Shpitser asks: “Why is the DT approach based on directed acyclic graphs?” To which I answer: “It isn’t.” It is based, as indicated above, on the identification of transportable distributional components, which are then described in terms of ECI, and manipulated using the algebra of conditional independence. Given an initial set of assumptions, expressed as ECI properties, we can uncover their implications by repeated application of the ECI axioms (properties P1–P5 in my article). Sometimes our assumptions can be represented and manipulated (using d -separation) by an augmented directed acyclic graph (DAG); sometimes by a more general kind of graph (e.g. a chain graph: see Example 11.2 of [6]); and sometimes there is no graphical representation whatsoever. But the DT approach never requires that our conditional independence properties be representable in graphical form – and even when they are, everything that can be deduced can be deduced using algebra alone. There may even be advantages to confining attention to the algebra, given the ease with which graphs can be misleading and are regularly misunderstood [6].

That said, DAG representations of causal problems are ubiquitous, and, when available, are much easier to understand and apply than the stark algebra. I have used and investigated DAGs in my article for these reasons – but they are never necessary.

3 Identification theory

Most of Shpitser’s discussion concerns an incidental aspect of DT: formal intervention variables are introduced only when they represent genuine real-world interventions. To me this seems only natural, though I am perhaps not quite as committed to it as he appears to be: I would not be averse to making purely instrumental use of an artificial intervention variable, if that could be shown to facilitate analysis. Nevertheless, I always favour a minimalist approach, so was happy to learn from him that, when applying (the DT version of) do-calculus, it is never necessary to incorporate intervention variables other than those required to give meaning to the query at hand. Shpitser’s illustrations of this, for the front-door and napkin problems, are very pleasing.

Some time ago, Vanessa Didelez and I developed an argument for the front-door criterion (see [7], Section 5.4.2), as modelled by Figure 1. Like Figure 1(a) of [1], this involves intervention only on A . But it differs from that representation in two ways. The first is the removal of the covariate C : this is entirely inconsequential, since the whole argument could be carried out conditional on covariates. The second is that (similar to the move from Figure 9 to Figure 10 in [2]) we have ignored the intention-to-treat (ITT) variable A , so representing only the ECIs between the domain variables H , A , M , and Y , viz.

(1) H F A .

(2) M ( H , F A ) A .

(3) Y ( A , F A ) ( H , M ) .

In addition, we have the deterministic relation

(4) F A = a A = a .

All further analysis is by purely algebraic application of properties (1)–(4).
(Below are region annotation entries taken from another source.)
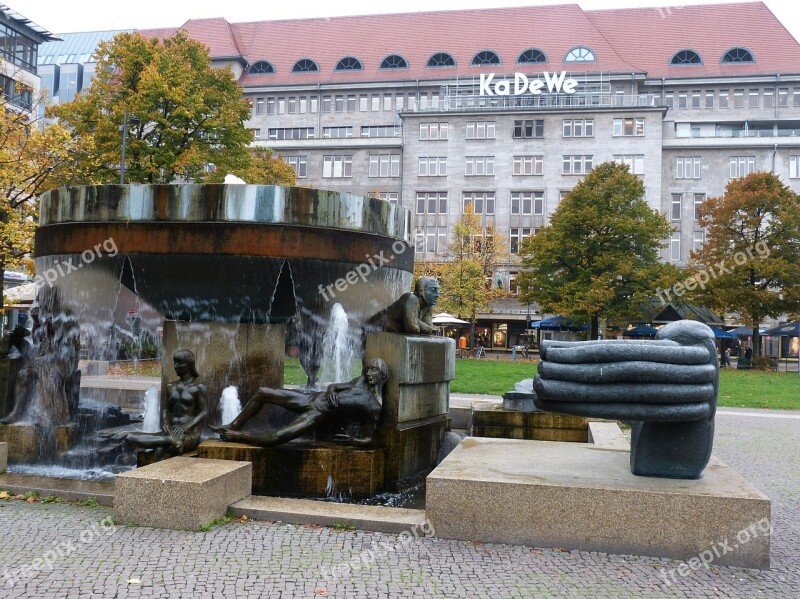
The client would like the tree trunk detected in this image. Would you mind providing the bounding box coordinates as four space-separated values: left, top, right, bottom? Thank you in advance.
589 316 600 340
753 320 761 357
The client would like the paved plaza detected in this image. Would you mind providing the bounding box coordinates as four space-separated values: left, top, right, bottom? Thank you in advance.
0 409 800 599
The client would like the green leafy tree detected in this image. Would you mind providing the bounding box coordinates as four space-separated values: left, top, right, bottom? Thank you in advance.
519 162 676 339
429 205 508 345
0 84 78 304
50 32 253 183
692 173 800 355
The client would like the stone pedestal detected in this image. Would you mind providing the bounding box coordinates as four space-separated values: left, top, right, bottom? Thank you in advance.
0 424 78 464
114 457 252 530
366 333 456 487
161 320 286 424
197 440 384 498
470 403 589 443
425 437 770 568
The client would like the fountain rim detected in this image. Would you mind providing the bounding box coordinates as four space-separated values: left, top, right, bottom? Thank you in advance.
39 183 412 245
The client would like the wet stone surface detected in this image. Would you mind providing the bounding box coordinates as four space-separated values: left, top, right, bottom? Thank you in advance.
0 409 800 599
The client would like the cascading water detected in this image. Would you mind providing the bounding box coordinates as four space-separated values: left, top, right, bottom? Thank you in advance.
320 304 358 383
219 385 242 425
142 385 161 433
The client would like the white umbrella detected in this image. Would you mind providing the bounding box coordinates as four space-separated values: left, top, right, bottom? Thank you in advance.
431 312 469 326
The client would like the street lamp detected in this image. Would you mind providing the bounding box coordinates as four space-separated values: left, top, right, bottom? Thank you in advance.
119 110 139 185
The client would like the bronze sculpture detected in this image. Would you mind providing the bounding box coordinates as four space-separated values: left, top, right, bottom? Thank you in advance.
126 349 208 459
211 358 389 447
533 320 719 478
367 277 439 335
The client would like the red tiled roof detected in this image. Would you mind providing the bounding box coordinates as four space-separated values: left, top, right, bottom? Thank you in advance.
139 2 800 87
588 2 800 78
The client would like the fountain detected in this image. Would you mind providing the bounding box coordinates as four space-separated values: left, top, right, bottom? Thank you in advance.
0 184 452 502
For simplicity, we suppose all variables are discrete. We write p ( ) for p ( ; F A = ) , and p a ( ) for p ( ; F A = a ) . Note that, by (4),

(5) p a ( ) = p a ( A = a ) .

Figure 1 
            Augmented DAG for the front-door criterion.
Figure 1

Augmented DAG for the front-door criterion.

Lemma 1

Consider the following function q ( y m ) of the joint distribution under F A = :

q ( y m ) = h a p ( y h , m ) p ( a , h ) .

Then

(6) q ( y m ) = h p ( y h , m ) p ( h )

(7) = a p ( y a , m ) p ( a ) .

Proof

We trivially have q ( y m ) = h p ( y h , m ) a p ( a , h ) , yielding (6).

Also,

(8) q ( y m ) = h a p ( y a , h , m ) p ( a ) p ( h a )

(9) = a p ( a ) h p ( y a , h , m ) p ( h a , m ) = a p ( y a , m ) p ( a ) ,

where (8) holds because, by (3), Y M ( A , H , F A = ) ; while (9) holds because, by (2), H M ( A , F A = ) .□

If we could intervene on M , then (by application of the back-door formula, first accounting for H , and then for A ), each of (6) and (7) would give the causal effect of M on Y ; but we do not need to invoke artificial interventions to show that the two purely observational expressions (6) and (7) are equal.

Theorem 1

(10) p a ( y ) = m p ( m a ) a p ( y a , m ) p ( a ) .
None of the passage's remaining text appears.